Mais rien n'est simple, son contrat ne porte que sur un an, et est le fruit de négociations
laborieuses, à rebondissements, entre la Fédération Française de Football, le gouvernement
français et le régime de Ceausescu qui utilise son ressortissant comme monnaie d'échange
dans des négociations commerciales et politiques tendues en cours.
A Paris, la décrépitude de l'équipe de France est devenue une préoccupation nationale on a les problèmes qu'on peut ! - et la signature du Roumain est attendue avec une vive
impatience. Tout l'état-major de la Fédération Française a fait le déplacement à Amsterdam
pour l'obtenir, alors que les diplomates du quai d'Orsay s'activent à Bucarest. Finalement
Matignon peut claironner qu'il a mené à bien l'opération. Contrepartie: le nouveau sélectionneur devra reverser 200 dollars par mois sur ses émoluments à son gouvernement !

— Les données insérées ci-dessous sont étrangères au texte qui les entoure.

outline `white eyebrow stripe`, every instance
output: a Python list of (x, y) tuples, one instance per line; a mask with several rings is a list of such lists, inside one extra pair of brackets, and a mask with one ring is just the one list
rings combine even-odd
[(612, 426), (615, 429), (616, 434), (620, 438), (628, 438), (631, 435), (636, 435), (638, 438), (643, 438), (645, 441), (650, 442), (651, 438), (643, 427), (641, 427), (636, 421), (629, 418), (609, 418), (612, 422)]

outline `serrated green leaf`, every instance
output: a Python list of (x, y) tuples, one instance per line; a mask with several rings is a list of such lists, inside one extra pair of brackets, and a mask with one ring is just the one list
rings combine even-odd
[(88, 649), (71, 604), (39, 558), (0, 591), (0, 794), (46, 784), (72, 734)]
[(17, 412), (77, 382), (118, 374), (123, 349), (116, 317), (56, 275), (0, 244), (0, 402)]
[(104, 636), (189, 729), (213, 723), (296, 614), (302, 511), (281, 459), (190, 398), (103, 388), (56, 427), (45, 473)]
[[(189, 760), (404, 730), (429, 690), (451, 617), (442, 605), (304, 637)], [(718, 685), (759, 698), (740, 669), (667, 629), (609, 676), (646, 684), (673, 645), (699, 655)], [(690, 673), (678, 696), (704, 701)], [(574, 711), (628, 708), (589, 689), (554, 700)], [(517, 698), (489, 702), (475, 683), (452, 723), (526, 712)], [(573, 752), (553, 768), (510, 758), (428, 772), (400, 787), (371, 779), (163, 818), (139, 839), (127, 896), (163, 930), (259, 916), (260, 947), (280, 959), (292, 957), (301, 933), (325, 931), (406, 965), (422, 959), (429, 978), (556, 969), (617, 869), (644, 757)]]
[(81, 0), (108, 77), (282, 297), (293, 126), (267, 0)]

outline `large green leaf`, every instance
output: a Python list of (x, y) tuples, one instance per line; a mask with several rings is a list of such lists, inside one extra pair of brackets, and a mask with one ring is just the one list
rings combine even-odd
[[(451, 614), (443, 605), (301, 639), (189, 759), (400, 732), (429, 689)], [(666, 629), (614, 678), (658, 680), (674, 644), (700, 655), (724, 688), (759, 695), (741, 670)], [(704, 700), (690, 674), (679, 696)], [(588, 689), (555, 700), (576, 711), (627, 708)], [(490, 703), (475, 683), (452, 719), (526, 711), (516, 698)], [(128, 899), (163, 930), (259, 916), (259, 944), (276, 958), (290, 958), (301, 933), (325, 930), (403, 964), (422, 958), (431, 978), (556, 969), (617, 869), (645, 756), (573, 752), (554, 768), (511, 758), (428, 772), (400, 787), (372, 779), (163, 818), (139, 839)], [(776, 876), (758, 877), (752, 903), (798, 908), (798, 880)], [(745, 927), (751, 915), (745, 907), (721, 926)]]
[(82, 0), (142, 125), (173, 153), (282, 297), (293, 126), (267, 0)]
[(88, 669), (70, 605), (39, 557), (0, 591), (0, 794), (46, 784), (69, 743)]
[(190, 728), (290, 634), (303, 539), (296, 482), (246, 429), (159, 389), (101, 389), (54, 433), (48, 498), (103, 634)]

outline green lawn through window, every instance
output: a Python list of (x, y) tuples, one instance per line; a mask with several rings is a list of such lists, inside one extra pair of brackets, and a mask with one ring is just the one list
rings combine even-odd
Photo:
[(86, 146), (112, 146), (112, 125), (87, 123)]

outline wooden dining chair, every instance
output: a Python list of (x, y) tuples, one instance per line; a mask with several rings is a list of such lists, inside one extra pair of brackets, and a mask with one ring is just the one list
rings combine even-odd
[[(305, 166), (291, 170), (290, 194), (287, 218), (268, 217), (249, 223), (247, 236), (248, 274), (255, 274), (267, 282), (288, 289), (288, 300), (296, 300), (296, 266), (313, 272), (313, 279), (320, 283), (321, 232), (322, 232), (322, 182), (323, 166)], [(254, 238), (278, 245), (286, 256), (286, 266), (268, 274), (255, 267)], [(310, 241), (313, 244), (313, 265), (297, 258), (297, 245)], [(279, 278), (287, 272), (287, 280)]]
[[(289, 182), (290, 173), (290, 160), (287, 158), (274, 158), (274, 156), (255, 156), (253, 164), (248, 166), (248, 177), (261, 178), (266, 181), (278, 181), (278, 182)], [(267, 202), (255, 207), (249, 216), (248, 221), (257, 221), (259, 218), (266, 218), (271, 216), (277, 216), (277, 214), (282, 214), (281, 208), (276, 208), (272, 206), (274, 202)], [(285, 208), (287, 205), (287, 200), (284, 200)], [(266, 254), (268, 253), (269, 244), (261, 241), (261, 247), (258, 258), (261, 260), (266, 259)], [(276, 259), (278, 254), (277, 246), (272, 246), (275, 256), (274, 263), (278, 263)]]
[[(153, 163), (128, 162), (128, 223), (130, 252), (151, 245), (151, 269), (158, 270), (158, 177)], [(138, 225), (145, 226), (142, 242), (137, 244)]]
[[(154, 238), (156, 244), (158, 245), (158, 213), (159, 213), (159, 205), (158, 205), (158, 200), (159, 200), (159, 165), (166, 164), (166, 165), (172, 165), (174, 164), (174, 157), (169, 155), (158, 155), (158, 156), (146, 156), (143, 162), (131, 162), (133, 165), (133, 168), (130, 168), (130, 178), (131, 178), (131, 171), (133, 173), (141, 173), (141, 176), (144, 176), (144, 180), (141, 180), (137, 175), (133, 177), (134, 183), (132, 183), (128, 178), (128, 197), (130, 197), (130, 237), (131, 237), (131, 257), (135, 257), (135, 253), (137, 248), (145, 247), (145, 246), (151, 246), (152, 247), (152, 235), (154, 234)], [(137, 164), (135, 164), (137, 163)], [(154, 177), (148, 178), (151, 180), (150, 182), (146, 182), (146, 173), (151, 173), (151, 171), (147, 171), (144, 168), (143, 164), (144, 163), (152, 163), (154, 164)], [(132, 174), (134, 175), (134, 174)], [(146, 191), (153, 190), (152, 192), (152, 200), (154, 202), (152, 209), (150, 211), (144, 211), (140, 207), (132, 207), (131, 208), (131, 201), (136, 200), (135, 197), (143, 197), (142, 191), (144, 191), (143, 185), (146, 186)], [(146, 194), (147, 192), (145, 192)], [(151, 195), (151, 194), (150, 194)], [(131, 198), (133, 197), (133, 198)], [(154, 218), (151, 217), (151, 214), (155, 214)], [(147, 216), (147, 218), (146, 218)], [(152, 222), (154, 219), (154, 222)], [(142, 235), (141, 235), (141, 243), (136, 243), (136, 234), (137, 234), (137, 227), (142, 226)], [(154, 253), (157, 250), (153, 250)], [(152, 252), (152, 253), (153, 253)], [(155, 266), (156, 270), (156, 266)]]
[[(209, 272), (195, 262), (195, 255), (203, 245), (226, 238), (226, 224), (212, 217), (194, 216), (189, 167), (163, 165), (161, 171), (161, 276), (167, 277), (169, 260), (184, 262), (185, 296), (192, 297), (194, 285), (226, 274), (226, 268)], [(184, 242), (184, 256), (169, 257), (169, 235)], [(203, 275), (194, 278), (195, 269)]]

Une idylle mouvementée entre la France et le sélectionneur roumain
C'est alors le début d'une idylle mouvementée entre un football français qui ne sait plus
à qui s'en remettre pour trouver son salut et le technicien roumain qui rêve de conquérir la
France comme l'ont fait l'écrivain Ionesco ou avant lui l'actrice Elvire Popesco. Après une
première victoire inaugurale contre les Grecs, la sélection française alterne le bon et moins bon avant d'entamer les phases éliminatoires pour le championnat d'Europe en septembre 1974. Finalement, les Tricolores, après une défaite devant la RDA, n'arriveront pas à se qualifier et Kovacs retournera dans son pays au bout de deux ans. Le renouvellement de son contrat en 1974 avait
atteint des sommets, Bucarest faisant à nouveau monter les enchères.

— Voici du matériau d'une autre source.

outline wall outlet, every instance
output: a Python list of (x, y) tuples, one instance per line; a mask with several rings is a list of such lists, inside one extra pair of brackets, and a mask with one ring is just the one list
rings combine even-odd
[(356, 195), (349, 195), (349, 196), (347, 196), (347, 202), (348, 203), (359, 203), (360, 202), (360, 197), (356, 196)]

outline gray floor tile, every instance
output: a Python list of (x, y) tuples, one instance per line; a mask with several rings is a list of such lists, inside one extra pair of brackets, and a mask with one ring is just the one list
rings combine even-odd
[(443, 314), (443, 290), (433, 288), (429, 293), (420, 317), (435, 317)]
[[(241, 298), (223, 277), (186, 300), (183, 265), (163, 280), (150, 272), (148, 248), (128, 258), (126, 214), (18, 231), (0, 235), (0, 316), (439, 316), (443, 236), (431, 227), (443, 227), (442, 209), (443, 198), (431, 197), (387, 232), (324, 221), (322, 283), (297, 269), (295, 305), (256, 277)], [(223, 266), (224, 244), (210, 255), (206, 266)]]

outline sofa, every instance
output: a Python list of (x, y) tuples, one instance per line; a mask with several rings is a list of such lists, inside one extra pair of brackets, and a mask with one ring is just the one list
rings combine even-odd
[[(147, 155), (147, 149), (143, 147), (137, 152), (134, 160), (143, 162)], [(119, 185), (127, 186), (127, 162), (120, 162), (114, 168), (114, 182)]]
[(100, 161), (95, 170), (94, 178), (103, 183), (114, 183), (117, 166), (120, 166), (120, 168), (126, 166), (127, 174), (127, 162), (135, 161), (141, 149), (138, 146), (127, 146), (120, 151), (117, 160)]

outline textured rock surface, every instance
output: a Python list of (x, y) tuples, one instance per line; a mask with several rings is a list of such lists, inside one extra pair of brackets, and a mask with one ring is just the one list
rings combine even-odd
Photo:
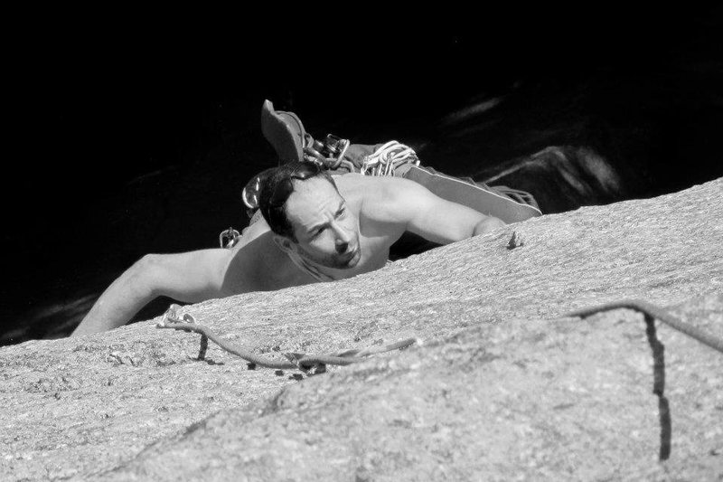
[[(192, 307), (223, 337), (332, 368), (249, 371), (144, 322), (0, 349), (0, 478), (723, 477), (723, 355), (665, 326), (670, 460), (640, 298), (723, 336), (723, 180), (507, 226), (333, 284)], [(524, 244), (506, 248), (515, 231)]]

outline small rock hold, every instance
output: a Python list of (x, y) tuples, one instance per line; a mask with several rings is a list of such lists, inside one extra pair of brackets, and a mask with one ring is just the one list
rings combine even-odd
[(515, 248), (519, 248), (520, 246), (523, 246), (525, 243), (524, 240), (522, 240), (522, 235), (518, 234), (516, 231), (512, 232), (512, 237), (510, 238), (509, 242), (507, 243), (508, 250), (514, 250)]

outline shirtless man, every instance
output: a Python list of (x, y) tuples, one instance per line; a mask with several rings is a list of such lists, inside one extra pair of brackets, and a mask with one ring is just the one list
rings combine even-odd
[(504, 225), (413, 181), (332, 178), (307, 162), (277, 169), (259, 206), (263, 219), (231, 249), (144, 256), (106, 289), (72, 336), (120, 326), (159, 296), (198, 303), (379, 269), (405, 231), (446, 244)]

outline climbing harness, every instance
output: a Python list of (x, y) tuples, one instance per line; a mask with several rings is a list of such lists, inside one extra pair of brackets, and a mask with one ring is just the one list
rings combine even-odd
[(365, 175), (394, 175), (394, 172), (405, 164), (419, 165), (417, 153), (396, 140), (390, 140), (362, 162), (360, 172)]
[(349, 172), (354, 171), (354, 165), (344, 159), (346, 151), (351, 146), (349, 139), (343, 139), (327, 134), (324, 142), (314, 140), (306, 134), (309, 143), (304, 147), (304, 160), (318, 164), (326, 169), (338, 169), (343, 165)]
[(372, 354), (390, 352), (392, 350), (401, 350), (418, 343), (417, 338), (407, 338), (397, 343), (386, 345), (384, 346), (364, 348), (364, 349), (347, 349), (340, 350), (328, 354), (305, 354), (298, 353), (283, 353), (286, 361), (275, 360), (268, 356), (254, 354), (250, 350), (233, 345), (220, 338), (210, 328), (202, 325), (198, 325), (195, 318), (189, 314), (179, 317), (178, 305), (171, 307), (164, 314), (162, 320), (156, 325), (158, 328), (173, 328), (186, 332), (193, 332), (201, 335), (201, 350), (197, 360), (203, 360), (206, 355), (208, 340), (210, 339), (230, 354), (239, 356), (249, 362), (249, 368), (261, 366), (264, 368), (275, 368), (277, 370), (299, 369), (308, 374), (324, 373), (327, 364), (347, 365), (363, 361), (367, 356)]
[(237, 242), (239, 242), (239, 238), (241, 237), (241, 234), (233, 229), (232, 227), (229, 227), (228, 230), (224, 230), (221, 232), (219, 234), (219, 244), (221, 244), (221, 248), (233, 248)]

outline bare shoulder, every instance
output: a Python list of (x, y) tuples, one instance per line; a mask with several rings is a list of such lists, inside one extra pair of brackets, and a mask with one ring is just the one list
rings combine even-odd
[(418, 190), (426, 190), (420, 184), (402, 177), (372, 176), (361, 174), (348, 174), (334, 178), (339, 192), (344, 198), (358, 195), (365, 202), (373, 200), (389, 201), (402, 194), (412, 194)]
[(335, 179), (340, 194), (361, 213), (383, 222), (403, 222), (428, 191), (401, 177), (345, 175)]

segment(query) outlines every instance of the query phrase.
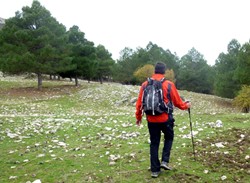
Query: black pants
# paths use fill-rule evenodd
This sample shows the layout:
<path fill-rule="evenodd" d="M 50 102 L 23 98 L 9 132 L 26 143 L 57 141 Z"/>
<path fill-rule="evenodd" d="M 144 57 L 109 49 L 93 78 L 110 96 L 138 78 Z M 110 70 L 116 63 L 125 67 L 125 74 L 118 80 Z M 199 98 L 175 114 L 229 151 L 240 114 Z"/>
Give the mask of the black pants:
<path fill-rule="evenodd" d="M 169 162 L 170 151 L 174 140 L 174 121 L 169 120 L 164 123 L 148 122 L 148 130 L 150 135 L 150 164 L 151 171 L 160 171 L 159 146 L 161 141 L 161 132 L 164 133 L 164 147 L 162 150 L 161 161 Z"/>

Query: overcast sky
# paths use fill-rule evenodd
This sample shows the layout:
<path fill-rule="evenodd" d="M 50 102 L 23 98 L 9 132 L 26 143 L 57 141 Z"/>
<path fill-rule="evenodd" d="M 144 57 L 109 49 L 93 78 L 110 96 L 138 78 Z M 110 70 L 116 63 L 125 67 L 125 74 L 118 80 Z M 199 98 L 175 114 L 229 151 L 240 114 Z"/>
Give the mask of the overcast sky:
<path fill-rule="evenodd" d="M 15 16 L 33 0 L 0 0 L 0 17 Z M 149 41 L 179 57 L 192 47 L 213 65 L 232 39 L 250 39 L 250 0 L 39 0 L 69 29 L 102 44 L 118 59 L 125 47 Z"/>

Cependant, épilogue heureux, on annonce le 8 août cette année là dans l'Equipe que Stefan Kovacs a été autorisé par le président Nicolae Ceaucescu à travailler une année supplémentaire en France, pour le plus grand soulagement des supporters des
Tricolores. On peut entendre Pierre Mazeaud, secrétaire d'Etat à la Jeunesse et aux Sports, confier au micro de Thierry Roland pour
France Inter: "Je veux dire que le gouvernement français peut être fier d'avoir mené à bien cette opération", alors que le Premier
ministre en personne, Jacques Chirac évoque, sur les ondes de Radio Monte-Carlo, sa satisfaction d'être parvenu à conserver
Stefan Kovacs en France "sans compensation pour la Roumanie" (comme pour les otages du Mali !).

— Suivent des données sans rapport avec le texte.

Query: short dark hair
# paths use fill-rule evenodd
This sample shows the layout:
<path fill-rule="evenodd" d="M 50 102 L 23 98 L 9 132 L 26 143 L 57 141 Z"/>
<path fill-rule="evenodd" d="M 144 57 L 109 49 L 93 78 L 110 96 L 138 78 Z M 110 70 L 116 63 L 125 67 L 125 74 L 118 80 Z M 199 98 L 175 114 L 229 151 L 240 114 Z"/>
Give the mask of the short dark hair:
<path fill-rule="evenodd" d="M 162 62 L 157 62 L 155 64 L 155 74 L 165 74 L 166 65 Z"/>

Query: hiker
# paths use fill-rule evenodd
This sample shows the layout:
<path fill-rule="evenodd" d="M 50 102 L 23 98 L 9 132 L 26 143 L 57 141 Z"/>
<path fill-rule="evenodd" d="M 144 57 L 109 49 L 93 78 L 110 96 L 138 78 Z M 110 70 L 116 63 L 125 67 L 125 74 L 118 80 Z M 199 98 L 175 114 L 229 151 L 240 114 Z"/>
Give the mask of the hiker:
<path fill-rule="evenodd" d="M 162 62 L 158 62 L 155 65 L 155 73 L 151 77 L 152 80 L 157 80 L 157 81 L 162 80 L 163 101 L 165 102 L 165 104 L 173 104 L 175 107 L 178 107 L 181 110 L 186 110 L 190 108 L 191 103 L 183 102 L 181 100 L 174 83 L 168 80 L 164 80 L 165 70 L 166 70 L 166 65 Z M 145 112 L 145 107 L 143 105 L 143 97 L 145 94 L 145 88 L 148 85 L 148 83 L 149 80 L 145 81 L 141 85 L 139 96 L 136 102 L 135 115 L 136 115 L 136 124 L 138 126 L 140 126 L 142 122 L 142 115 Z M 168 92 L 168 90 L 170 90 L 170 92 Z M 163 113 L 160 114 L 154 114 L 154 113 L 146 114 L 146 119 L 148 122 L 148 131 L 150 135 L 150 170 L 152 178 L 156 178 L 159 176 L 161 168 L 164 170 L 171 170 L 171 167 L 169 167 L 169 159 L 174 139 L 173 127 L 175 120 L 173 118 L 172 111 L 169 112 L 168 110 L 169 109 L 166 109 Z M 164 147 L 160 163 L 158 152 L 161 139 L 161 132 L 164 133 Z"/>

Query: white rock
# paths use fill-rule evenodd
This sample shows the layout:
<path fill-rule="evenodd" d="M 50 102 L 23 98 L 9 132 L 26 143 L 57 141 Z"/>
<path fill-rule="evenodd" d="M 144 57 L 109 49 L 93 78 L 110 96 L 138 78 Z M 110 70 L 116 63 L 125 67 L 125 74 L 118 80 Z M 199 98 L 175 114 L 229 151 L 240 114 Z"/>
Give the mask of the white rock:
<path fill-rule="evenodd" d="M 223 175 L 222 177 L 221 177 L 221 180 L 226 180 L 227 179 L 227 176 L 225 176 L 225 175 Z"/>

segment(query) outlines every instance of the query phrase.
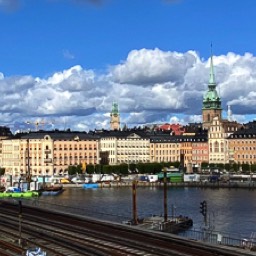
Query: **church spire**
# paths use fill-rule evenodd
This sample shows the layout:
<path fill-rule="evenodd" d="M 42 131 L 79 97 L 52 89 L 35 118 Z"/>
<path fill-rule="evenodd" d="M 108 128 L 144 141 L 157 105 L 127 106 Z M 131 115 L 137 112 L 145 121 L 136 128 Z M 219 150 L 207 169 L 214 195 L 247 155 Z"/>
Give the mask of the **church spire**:
<path fill-rule="evenodd" d="M 213 70 L 212 44 L 211 44 L 211 62 L 210 62 L 210 78 L 209 78 L 209 85 L 215 85 L 215 87 L 216 87 L 215 75 L 214 75 L 214 70 Z"/>
<path fill-rule="evenodd" d="M 215 116 L 221 119 L 221 99 L 216 90 L 217 84 L 215 81 L 215 74 L 213 69 L 213 55 L 211 44 L 211 58 L 210 58 L 210 77 L 208 83 L 208 91 L 203 98 L 203 127 L 208 129 Z"/>

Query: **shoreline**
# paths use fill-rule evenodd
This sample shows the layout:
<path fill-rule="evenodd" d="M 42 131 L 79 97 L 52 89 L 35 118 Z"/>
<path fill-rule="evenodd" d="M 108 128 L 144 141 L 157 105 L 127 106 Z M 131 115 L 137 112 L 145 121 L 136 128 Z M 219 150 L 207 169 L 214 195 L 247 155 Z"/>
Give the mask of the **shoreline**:
<path fill-rule="evenodd" d="M 110 187 L 132 187 L 132 181 L 120 181 L 120 182 L 96 182 L 99 185 L 99 188 L 110 188 Z M 72 183 L 72 184 L 62 184 L 63 188 L 83 188 L 83 183 Z M 137 187 L 163 187 L 163 182 L 137 182 Z M 167 183 L 167 187 L 193 187 L 193 188 L 228 188 L 228 189 L 256 189 L 256 185 L 251 182 L 230 182 L 230 183 L 221 183 L 221 182 L 180 182 L 180 183 Z"/>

Si durant ses deux années en tant que sélectionneur, Stefan Kovacs n'obtiendra aucun résultat notable, les observateurs s'accordent néanmoins à dire que sa venue a été riche en apports pour les bleus et qu'il a été un des grands artisans des progrès des joueurs
français tant dans les domaines physique et tactique que dans leur approche psychologique des rencontres de haut niveau. Il aura
également le flair de faire débuter très rapidement Dominique Rocheteau en équipe de France, totalement inconnu jusque là et de
mettre sur orbite la bande à Platini. Surtout, il dotera la France d'une politique de formation des joueurs de haut niveau, qui faisait
totalement défaut jusque là, concrétisée par la création du centre de Clairefontaine, inspiré des centres de formation roumains. Son
adjoint Michel Hidalgo poursuivra le travail avec succès, puisqu'il s'achèvera sur la victoire à l'Euro 1984, précédant le triomphe
d'Aimé Jacquet et Zidane en 1998.
Stefan Kovacs est mort, pauvre, à Cluj, le 11 mai 1995, à 75 ans. Lorsque, en pleine séance du conseil des ministres, le
Président Chirac a appris son décès, il a arrêté les discussions pour marquer une minute de silence en hommage à celui qu'il considérait comme "le fondateur du football moderne français".